Y él obedeció, pidiendo en su íntimo que sus labios le hiciesen olvidar por algunos momentos que él no la merecía.
* * *
Entonces vinieron los accidentes… Al principio fueron pequeños contratiempos caseros, cosas bobas como resbalar en el baño y quemarse en la cocina. Después los accidentes se fueron poniendo más serios. Un día no notó el agujero en la acera y cayó, lastimándose el hueso del pie. Otra noche fue bastante peor: para ahorrar la entrada de una fiesta, intentó saltar el muro de la casa pero erró el cálculo y metió las manos en los clavos.
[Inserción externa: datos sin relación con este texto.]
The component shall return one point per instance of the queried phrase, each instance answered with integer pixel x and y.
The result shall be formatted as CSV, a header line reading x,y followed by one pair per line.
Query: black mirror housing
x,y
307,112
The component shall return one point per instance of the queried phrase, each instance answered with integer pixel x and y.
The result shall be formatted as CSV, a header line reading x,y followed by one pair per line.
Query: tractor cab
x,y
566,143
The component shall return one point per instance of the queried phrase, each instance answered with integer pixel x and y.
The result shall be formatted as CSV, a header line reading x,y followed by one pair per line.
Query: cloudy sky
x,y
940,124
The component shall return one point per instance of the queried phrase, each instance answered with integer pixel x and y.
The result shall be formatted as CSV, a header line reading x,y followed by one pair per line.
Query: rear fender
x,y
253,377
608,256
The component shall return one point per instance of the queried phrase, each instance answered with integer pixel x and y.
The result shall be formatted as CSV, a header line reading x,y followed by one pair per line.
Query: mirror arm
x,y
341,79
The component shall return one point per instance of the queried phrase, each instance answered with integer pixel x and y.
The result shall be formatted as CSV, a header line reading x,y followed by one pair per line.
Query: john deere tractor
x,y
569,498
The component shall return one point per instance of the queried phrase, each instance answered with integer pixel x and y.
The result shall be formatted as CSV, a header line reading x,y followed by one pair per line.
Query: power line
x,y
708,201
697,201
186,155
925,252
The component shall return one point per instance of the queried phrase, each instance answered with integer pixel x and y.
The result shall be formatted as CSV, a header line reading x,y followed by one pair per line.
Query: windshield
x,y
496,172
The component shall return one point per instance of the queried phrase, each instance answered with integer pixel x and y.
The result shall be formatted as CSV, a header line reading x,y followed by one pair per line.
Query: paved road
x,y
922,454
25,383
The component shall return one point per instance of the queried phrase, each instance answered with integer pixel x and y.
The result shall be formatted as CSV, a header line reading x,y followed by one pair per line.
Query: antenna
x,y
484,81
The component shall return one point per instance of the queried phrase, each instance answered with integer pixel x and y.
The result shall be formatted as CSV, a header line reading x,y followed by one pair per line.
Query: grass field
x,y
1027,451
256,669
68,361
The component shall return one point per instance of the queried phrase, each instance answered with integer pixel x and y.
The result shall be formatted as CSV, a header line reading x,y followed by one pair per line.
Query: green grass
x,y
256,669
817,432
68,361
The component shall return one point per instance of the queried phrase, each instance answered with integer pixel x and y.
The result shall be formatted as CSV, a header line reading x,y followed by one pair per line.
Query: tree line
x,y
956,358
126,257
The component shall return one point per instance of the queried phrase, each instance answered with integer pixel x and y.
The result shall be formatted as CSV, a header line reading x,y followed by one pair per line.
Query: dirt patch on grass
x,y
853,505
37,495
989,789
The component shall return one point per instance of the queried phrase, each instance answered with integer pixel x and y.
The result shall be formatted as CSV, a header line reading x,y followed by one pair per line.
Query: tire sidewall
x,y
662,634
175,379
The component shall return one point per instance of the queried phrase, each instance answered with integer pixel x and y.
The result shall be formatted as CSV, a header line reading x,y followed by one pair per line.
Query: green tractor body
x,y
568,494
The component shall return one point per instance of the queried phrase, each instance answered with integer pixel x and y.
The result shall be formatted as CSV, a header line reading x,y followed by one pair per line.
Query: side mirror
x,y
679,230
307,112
Resultado del ahorro: dos dedos con las puntas colgadas, hospital, puntos externos e internos. Y un mes sin poder tocar.
– ¿Luca, será que vos no estás tomando demasiado?
– Caramba, Bebel – él reclamó, enojado. – ¿Perorata a esta hora de la noche?
– Estoy preocupada con vos, todos esos accidentes… – ella dijo, acariciándole la cicatriz en su cara.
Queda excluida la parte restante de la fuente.